The data points to a faster monthly rise in asking prices compared with the prior month. No further figures were provided in the update.
This surprising jump in house prices suggests the UK economy has more momentum than we anticipated. With the latest CPI reading still firm at 2.8%, this housing strength will pressure the Bank of England to delay any planned interest rate cuts. We should therefore be watching SONIA futures to reprice a more hawkish path for the rest of 2026.
The prospect of higher UK interest rates relative to the US and Europe makes the pound more attractive. We see a potential strengthening of the GBP/USD pair, which has been hovering around 1.28 for the past few weeks. In the coming weeks, we believe there is value in using call options to gain exposure to a potential rally in sterling.
UK homebuilder stocks are the most direct beneficiaries of this housing market confidence. Companies like Taylor Wimpey and Barratt Developments should see positive sentiment, especially after they navigated the market slowdown we saw back in 2024. We are looking at their implied volatility to structure trades, possibly through buying call spreads to play a steady rise.
This data also creates a tension for the broader market, as a robust housing sector could mean tighter monetary policy for everyone else.

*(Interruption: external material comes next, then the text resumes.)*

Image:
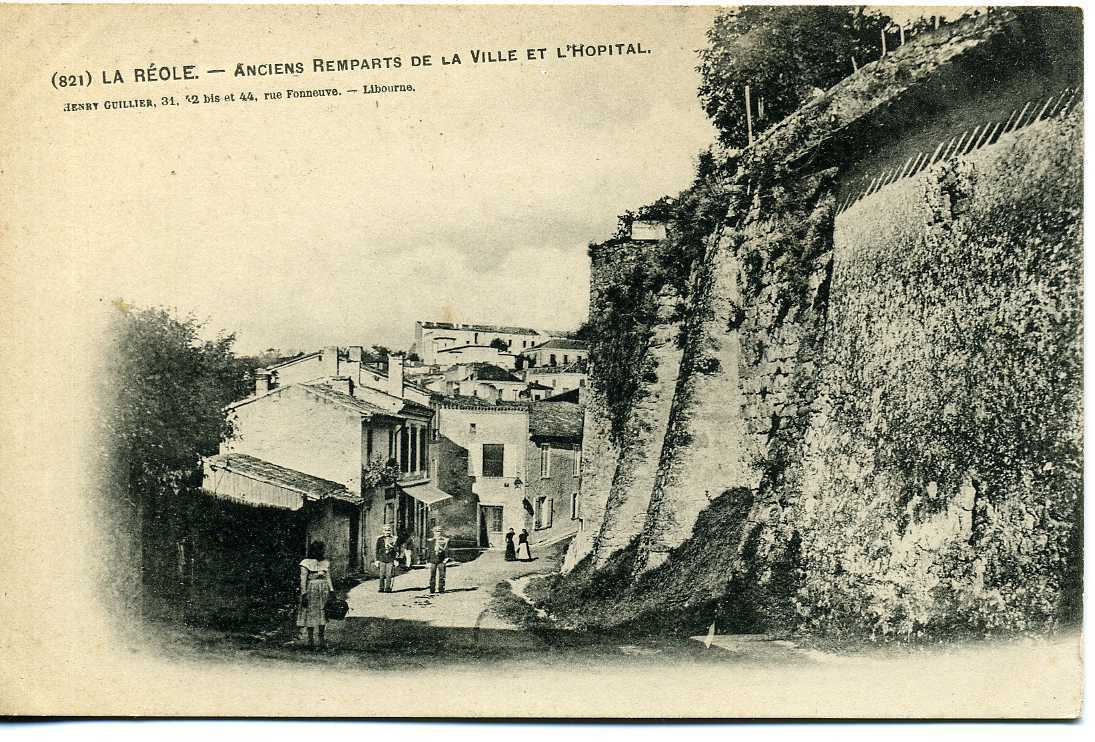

This may increase volatility in the more domestically-focused FTSE 250 index. We think option straddles on the index could be a viable strategy to profit from increased market chop.
Looking back, this strength is a world away from the uncertainty we saw throughout 2025 when the market was still absorbing the rapid rate hikes. The data shows that stable mortgage rates, which have settled around 4.75% for a typical 5-year fix, are clearly rebuilding consumer confidence. This challenges the persistent narrative of a fragile UK consumer.